|Figure 1 Long vs Short flows (from The Nature of Datacenter Traffic: Measurements & Analysis)|
The chart in Figure 1 was taken from the paper, The Nature of Datacenter Traffic: Measurement & Analysis, which provides a comprehensive analysis of network traffic patterns in a large scale data center environment running a realistic workload. The chart shows that most traffic flows are short lived, over 50% of flows last less than 1 second. However, very little of the bandwidth is consumed by these short flows. Most bandwidth is consumed by the small number of long lived flows, flows with a duration between 10 seconds and 1000 seconds.
|Figure 2: ECMP vs SDN/sFlow (from DevoFlow: Scaling Flow Management for High-Performance Networks)|
Note: A CLOS network is a best case for ECMP since it offers the largest number of alternative equal cost paths. One would expect dynamic routing of large flows to deliver even greater improvements on non-CLOS networks.
DevoFlow refers to the paper, Hedera: Dynamic Flow Scheduling for Data Center Networks, for a definition of large flows - which defines a "large flow" as a flow that consumes 10% of a link's total bandwidth. For example, when monitoring 1Gigabit links, a large flow would be defined as any flow exceeding 100 Mbits/second. For a 10 Gigabit link, a large flow would be defined as any flow exceeding 1 Gigabits/second. The choice of the 1-in-1000 sampling rate in the DevoFlow article was selected to allow large flows on their 1Gigabit links to be detected within 1 second.
The sampling based scheme easily scales to higher speeds, since a sampling rate of 1-in-10,000 would detect large flows within a second on 10Gigabit links, a sampling rate of 1-in-100,000 would detect large flows within a second on 100Gigabit links etc. In each case the monitoring load on a central controller would be the same, i.e. the monitoring overhead to drive load balancing is small and doesn't go up with network speed. For more information, see Scalability and accuracy of packet sampling.
The detection speed of 1 second makes sense given the bi-modal distribution shown in Figure 1. Ignoring flows that last less than a second means that the controller can ignore the short flows (which consume very little bandwidth and are handled well by existing hardware load balancing techniques). Reacting to these short flows would consume controller resources and be counter productive since the flows would like end before any controls would take effect. If the controller can react within a few seconds to large flows it will have effective control over 90% of the bandwidth consumed on the network.
Note: The paper, Estimating the Volume of Elephant Flows under Packet Sampling, describes how sampling reduces the resources needed to detect large flows.

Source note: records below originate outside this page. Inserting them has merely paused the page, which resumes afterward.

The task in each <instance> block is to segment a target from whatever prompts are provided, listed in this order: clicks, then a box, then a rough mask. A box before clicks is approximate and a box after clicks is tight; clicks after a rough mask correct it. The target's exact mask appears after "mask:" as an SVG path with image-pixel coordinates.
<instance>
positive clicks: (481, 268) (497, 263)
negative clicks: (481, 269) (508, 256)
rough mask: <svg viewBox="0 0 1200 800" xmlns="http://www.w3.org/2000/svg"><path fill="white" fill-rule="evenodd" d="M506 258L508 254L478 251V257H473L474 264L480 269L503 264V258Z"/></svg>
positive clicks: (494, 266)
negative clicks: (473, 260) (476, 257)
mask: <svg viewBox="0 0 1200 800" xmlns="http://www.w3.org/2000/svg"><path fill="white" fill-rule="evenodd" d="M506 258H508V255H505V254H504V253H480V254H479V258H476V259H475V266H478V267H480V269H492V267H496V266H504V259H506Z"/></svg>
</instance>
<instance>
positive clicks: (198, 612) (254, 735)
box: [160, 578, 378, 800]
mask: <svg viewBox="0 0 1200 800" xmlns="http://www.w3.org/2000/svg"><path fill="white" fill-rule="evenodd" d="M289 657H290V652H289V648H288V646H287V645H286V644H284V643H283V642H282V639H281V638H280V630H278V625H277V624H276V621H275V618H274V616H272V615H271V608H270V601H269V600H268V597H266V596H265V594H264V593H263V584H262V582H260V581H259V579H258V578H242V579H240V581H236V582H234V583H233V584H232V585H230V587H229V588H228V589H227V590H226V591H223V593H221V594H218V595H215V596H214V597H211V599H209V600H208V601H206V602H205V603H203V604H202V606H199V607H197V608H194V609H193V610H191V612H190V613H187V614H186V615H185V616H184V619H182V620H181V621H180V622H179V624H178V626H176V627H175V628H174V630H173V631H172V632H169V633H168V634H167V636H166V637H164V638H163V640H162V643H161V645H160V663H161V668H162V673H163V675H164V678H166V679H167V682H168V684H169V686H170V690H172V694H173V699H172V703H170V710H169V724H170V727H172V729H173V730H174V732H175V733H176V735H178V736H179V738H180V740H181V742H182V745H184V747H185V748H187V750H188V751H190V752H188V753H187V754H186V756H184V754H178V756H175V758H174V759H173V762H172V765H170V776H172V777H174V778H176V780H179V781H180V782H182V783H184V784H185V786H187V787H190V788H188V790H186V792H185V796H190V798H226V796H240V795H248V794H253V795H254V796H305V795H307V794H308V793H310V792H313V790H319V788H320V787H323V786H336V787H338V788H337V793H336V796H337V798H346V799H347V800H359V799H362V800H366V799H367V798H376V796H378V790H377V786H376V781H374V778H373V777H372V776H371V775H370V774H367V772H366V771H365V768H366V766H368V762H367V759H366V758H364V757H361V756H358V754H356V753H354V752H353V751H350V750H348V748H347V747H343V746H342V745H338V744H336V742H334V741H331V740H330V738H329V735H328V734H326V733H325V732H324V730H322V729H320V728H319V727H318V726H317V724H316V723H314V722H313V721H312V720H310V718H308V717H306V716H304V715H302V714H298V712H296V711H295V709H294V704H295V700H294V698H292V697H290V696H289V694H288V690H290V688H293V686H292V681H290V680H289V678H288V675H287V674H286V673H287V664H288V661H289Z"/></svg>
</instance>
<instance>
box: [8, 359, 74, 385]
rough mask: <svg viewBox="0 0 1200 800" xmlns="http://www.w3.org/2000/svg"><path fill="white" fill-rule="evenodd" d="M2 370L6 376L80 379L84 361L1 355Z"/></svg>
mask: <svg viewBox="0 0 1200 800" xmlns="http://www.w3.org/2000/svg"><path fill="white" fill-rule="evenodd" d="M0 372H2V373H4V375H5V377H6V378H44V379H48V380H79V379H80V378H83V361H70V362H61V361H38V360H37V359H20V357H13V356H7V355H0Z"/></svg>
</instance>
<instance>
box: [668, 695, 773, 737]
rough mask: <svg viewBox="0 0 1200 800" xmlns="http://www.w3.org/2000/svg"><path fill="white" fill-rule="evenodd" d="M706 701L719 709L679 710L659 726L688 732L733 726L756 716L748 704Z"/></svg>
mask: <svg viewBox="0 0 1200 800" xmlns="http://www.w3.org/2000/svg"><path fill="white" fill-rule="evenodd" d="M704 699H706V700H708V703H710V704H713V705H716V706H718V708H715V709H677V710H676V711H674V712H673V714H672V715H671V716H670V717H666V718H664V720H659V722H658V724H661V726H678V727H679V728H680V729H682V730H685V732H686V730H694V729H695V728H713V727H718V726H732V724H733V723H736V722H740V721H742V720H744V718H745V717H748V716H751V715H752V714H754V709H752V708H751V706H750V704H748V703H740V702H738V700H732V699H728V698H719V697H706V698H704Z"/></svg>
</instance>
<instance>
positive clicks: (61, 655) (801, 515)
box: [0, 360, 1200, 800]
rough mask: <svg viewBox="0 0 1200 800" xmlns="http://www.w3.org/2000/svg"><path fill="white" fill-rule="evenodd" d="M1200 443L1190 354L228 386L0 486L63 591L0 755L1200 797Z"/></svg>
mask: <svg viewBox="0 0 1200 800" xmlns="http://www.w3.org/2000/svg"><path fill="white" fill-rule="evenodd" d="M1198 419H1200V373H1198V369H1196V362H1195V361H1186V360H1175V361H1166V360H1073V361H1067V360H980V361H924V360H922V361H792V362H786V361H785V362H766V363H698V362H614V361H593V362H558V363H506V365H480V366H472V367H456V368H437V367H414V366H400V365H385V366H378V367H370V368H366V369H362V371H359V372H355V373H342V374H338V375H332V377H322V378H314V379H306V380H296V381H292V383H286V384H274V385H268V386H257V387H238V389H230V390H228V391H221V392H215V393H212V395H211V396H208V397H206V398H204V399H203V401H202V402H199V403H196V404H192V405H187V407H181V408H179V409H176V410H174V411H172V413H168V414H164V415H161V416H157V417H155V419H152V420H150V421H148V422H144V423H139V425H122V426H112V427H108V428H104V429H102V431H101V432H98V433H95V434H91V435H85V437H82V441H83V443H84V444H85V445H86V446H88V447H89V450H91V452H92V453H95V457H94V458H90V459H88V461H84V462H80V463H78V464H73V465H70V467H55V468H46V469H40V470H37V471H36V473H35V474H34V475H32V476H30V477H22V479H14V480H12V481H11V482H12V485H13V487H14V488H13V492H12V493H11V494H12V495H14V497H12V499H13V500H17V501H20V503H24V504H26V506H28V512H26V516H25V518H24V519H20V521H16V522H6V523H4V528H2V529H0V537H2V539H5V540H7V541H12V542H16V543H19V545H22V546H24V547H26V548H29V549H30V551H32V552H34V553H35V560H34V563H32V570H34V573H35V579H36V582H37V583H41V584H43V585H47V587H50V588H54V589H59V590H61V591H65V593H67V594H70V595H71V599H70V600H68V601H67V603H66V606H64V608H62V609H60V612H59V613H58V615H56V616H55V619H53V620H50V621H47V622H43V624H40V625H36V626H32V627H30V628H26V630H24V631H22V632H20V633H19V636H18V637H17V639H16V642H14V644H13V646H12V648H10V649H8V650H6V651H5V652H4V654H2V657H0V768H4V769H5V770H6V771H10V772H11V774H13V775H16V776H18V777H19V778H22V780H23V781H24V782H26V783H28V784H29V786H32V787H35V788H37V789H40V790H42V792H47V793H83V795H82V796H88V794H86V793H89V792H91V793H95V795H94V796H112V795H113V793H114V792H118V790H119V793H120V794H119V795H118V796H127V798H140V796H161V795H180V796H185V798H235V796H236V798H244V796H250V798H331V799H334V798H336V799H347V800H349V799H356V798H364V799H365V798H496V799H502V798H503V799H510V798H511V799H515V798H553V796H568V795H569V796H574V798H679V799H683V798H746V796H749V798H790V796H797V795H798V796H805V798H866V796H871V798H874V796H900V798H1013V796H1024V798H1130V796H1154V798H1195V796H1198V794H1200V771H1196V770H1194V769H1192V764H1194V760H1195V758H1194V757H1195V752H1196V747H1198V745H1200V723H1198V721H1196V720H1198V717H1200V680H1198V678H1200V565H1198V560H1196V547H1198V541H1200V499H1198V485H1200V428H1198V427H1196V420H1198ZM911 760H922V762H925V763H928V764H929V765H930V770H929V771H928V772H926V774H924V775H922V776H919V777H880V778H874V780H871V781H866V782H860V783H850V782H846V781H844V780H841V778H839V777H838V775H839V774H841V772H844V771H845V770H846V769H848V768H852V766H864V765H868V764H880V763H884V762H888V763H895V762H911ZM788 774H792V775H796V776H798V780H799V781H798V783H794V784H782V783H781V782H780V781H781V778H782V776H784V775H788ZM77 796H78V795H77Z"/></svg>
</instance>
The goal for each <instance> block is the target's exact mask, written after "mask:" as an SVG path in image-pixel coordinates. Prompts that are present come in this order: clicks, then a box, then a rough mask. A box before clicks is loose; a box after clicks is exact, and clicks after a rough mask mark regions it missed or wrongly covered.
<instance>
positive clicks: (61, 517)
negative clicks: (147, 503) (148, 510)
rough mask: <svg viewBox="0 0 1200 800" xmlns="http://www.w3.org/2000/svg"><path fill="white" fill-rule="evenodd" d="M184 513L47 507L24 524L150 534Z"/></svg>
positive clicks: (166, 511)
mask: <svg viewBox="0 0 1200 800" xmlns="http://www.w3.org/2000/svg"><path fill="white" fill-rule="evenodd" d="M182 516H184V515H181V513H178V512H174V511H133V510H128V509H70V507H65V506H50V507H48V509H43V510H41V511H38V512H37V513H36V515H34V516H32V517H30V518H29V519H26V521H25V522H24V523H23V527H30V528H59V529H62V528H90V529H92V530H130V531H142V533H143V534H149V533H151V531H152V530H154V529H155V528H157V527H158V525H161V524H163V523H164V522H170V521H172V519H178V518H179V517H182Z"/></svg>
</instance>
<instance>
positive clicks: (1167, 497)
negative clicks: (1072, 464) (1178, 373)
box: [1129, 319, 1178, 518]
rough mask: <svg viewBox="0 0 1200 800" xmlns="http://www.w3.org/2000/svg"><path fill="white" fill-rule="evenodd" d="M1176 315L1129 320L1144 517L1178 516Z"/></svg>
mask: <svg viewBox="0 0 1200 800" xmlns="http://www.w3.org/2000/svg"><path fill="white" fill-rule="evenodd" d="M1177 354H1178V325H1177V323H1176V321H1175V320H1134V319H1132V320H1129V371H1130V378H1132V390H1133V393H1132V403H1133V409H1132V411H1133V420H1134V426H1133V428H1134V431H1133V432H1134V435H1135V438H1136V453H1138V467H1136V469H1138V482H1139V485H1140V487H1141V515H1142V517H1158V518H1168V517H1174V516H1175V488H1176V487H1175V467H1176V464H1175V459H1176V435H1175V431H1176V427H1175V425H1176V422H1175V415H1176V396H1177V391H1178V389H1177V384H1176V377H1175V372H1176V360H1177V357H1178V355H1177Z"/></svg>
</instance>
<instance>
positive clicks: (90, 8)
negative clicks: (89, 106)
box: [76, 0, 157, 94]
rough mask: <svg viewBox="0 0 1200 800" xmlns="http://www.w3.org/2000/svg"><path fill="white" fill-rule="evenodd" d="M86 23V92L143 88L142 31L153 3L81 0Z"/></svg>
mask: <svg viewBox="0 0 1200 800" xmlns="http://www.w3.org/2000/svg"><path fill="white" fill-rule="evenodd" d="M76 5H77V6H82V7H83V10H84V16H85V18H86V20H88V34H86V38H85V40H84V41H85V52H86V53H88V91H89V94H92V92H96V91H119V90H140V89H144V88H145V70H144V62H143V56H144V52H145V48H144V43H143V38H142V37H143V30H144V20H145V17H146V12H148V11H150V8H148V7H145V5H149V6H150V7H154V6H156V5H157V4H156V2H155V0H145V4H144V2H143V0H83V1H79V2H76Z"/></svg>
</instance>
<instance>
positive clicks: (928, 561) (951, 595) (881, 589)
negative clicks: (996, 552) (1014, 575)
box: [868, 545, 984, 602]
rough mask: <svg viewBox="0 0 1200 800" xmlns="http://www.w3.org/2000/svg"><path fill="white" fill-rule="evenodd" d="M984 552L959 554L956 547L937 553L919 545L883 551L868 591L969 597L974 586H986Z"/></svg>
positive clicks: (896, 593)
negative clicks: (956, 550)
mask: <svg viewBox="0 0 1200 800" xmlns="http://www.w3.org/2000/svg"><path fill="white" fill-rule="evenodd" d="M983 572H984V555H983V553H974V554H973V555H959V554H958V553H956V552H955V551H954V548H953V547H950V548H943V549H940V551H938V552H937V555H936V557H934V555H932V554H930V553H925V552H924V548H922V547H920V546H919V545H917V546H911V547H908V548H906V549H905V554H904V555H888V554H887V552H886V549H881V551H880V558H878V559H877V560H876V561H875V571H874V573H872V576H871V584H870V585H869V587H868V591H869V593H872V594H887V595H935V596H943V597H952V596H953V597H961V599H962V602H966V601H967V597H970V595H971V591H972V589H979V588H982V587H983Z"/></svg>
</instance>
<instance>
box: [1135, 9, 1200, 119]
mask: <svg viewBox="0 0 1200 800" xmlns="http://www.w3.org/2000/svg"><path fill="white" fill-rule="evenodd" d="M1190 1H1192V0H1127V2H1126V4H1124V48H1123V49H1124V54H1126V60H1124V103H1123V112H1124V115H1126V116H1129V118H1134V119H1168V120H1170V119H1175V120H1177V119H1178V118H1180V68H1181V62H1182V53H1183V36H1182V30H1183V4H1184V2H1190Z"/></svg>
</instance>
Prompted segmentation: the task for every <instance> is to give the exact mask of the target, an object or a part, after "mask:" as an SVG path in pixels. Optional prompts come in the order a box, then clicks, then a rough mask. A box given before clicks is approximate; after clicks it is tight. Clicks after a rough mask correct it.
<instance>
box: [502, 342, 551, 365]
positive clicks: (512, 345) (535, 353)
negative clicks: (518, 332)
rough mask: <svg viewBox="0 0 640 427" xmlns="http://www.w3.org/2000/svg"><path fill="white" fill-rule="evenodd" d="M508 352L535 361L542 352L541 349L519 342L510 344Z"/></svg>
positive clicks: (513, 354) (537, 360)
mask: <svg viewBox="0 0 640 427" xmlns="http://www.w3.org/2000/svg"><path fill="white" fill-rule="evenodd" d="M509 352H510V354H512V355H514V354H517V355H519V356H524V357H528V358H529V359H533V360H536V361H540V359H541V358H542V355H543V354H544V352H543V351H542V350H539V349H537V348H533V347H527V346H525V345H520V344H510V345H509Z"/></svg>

A skeptical reader might have noticed that the papers referenced in this article so far all relate to a map/reduce (e.g. Hadoop) workload and be concerned about the general applicability software defined load balancing.
|Figure 3: Peak Period Aggregate Traffic Composition (North America, Mobile Access)|
|Figure 4: Peak Period Aggregate Traffic Composition (North America, Mobile Access)|
Netflix hosts its service within Amazon EC2, therefore it's not unreasonable to expect that the network bandwidth within the Amazon cloud is strongly driven by large video flows (along with other related activities that also generate large flows: transcoding video files, off peak Amazon Elastic MapReduce, etc. - see Dynamically Scaling Netflix in the Cloud).
Other research papers have examined the impact of large flows on total bandwidth consumption:
- Understanding Internet Traffic Streams: Dragonflies and Tortoises
- On the Characteristics and Reasons of Long-lived flows
- On the correlation of Internet flow characteristics
|Figure 5 Performance aware software defined networking|
All the components needed to take SDN load balancing into the mainstream are now in place. The sFlow standard is a mature, robust, scalable, measurement technology that is almost universally supported by switch vendors and vendor support for OpenFlow is rapidly increasing - so finding network equipment that supports both sFlow and OpenFlow is not difficult. OpenFlow controllers are readily available and InMon's sFlow-RT real-time analytics engine detects large flows and provides the APIs needed to drive load balancing SDN applications. Load balancing is poised to be a killer application that will drive SDN into the mainstream.